L’opinion n’a pas fortement relayé la nouvelle. Pourtant, le chef de l’État a bel et bien chassé son pilote, la semaine dernière. Certes, apprend-on, le président de la République n’a pas rendu publiques les raisons qui l’ont amené à se séparer de son pilote, mais tout pousse à croire que Paul Biya serait très remonté à la suite de l’acte posé par celui faisant partie du cercle censé assurer sa sécurité. Vrai ou faux ?
D’après les bruits de couloirs, ce pilote de la flotte présidentielle aurait voulu être plus royaliste que le roi en fuitant la composition du prochain gouvernement qui consacre la chute de plusieurs barons et l’entrée en scène d’une bonne brochette de jeunes, de nombreux parlementaires, et quelques magnats des milieux d’affaires.
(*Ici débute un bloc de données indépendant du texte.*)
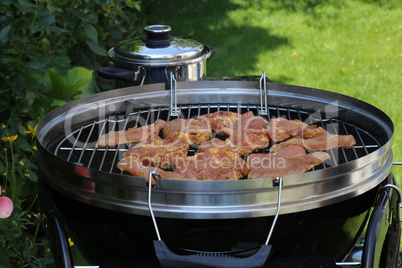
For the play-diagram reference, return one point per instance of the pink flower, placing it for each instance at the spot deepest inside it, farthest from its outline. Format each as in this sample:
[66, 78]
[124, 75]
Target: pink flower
[6, 206]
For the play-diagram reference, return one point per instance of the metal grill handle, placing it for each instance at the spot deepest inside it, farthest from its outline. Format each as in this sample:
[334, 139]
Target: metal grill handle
[173, 96]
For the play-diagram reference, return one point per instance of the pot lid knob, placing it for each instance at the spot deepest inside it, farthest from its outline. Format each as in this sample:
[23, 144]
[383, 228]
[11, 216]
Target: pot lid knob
[157, 35]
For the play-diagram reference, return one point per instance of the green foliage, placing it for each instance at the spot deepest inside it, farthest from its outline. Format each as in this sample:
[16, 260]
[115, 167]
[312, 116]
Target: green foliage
[48, 51]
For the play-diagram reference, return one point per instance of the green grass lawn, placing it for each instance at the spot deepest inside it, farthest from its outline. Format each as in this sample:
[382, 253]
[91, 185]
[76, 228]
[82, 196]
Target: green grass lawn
[349, 47]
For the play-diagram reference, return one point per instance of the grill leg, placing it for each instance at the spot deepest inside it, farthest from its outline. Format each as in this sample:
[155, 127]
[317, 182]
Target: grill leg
[54, 228]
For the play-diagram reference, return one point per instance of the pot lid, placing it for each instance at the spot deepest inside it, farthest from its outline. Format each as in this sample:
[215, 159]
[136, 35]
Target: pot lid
[158, 47]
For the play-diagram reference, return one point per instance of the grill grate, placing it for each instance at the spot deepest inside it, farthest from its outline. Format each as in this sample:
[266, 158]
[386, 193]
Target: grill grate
[80, 146]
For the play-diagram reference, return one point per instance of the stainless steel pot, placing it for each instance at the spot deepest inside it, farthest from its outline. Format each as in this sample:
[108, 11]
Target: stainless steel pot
[151, 59]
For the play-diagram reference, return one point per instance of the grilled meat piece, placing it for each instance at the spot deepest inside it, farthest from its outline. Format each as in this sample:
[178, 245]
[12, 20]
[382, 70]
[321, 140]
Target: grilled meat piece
[248, 134]
[221, 121]
[272, 165]
[134, 166]
[131, 135]
[158, 152]
[280, 129]
[213, 164]
[321, 142]
[191, 131]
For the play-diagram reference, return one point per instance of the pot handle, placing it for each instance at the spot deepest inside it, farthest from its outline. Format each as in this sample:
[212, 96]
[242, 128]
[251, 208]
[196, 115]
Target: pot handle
[112, 72]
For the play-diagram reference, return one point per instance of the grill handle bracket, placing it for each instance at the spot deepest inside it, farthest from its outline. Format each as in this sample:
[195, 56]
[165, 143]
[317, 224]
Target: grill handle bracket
[167, 258]
[263, 95]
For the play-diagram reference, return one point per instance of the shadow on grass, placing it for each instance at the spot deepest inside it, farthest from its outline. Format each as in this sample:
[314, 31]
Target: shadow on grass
[212, 23]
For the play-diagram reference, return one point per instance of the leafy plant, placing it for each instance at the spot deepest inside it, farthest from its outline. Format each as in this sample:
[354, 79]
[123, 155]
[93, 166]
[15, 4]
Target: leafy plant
[48, 51]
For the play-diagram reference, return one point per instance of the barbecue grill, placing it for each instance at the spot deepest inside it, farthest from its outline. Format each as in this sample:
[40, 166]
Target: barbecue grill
[115, 217]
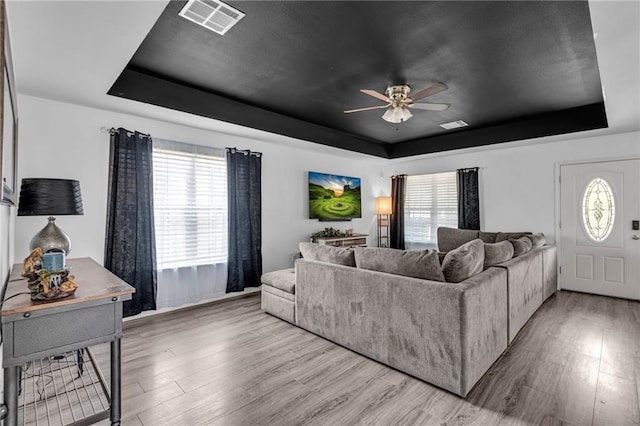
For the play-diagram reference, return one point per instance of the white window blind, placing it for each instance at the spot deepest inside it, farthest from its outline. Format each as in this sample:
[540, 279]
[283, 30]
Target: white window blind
[430, 201]
[190, 204]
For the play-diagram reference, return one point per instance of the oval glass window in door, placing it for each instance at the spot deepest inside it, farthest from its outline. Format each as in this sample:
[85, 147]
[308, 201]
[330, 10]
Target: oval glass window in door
[598, 209]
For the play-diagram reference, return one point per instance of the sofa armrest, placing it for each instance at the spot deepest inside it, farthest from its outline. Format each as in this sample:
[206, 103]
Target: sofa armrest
[484, 324]
[549, 271]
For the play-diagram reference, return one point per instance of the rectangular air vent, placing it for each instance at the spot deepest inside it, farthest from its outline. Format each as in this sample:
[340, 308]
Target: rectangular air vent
[211, 14]
[454, 125]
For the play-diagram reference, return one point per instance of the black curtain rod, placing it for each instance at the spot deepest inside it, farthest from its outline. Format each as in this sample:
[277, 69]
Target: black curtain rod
[113, 131]
[244, 151]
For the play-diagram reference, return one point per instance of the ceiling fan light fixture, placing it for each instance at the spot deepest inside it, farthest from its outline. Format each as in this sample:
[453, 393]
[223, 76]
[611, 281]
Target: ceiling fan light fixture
[389, 116]
[406, 113]
[397, 114]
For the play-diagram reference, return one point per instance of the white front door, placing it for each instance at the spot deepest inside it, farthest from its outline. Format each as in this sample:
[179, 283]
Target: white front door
[600, 239]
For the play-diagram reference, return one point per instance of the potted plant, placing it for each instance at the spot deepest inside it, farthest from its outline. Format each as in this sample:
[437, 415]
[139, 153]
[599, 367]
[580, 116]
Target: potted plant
[327, 233]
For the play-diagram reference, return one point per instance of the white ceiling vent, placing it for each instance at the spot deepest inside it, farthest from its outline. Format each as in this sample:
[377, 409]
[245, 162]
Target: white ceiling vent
[454, 125]
[211, 14]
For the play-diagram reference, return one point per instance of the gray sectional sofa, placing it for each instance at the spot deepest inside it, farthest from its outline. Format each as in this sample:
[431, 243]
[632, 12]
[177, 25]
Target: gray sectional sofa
[378, 303]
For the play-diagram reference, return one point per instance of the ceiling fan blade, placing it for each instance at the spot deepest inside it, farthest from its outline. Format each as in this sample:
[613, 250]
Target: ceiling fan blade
[430, 107]
[431, 90]
[366, 109]
[376, 95]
À en croire cette pseudo mouture, le chef de l’État a également fait confiance aux femmes. Dans le même temps, une ouverture constante est observée en direction des partis de l’opposition dont l’Union des populations du Cameroun (Upc), l’Union démocratique camerounais (Udc) et des démissionnaires du Sdf (Social democratic front). On note pareillement le retour en force de certains anciens ministres qui ont fait leurs preuves par le passé au sein des maroquins importants.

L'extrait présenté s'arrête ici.